We used a different approach than that of Cohalan et al. to correct projections for dead time. To achieve this, they inserted a script into the reconstruction loop of commercial software (HybridRecon, Hermes Medical Solutions, Sweden), while we injected lost counts into the acquisition file prior to reconstruction. However, this required in-house scripting in both cases and implied having access to editable reconstruction software or adding an image manipulation step, respectively. Conversely, post-reconstruction dead-time correction is more convenient to perform. While a script or batch file may ease computation of the average wide-spectrum count rate and the automatic look-up of the DTCF, these tasks can also easily be accomplished using common nuclear medicine and spreadsheet software.
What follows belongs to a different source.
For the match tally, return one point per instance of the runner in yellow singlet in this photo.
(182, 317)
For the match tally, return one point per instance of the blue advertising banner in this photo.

We concur that, ideally, the most physically accurate dead-time correction method should be used, i.e. per-projection. Eventually, the latter may become standard in commercial QSPECT/CT systems that are being developed. Until then, post-reconstruction per-volume correction appears an appropriate and practical alternative that may be more easily amenable to wider implementation in the clinics. This is applicable to NaI crystal-based SPECT/CT systems. Of note, as newly introduced CZT-based SPECT/CT systems may exhibit less dead time, they should be even less influenced by the choice of the DTCM [15].

Conclusion

As compared to per-projection dead-time correction, per-volume dead-time correction using a DTCF based on the average acquisition wide-spectrum count rate results in small differences in SPECT quantification and dosimetry estimates that rarely exceed 2%. Post-reconstruction dead-time correction, which is easier to implement, thus appears adequate for use in personalised radiopharmaceutical therapy.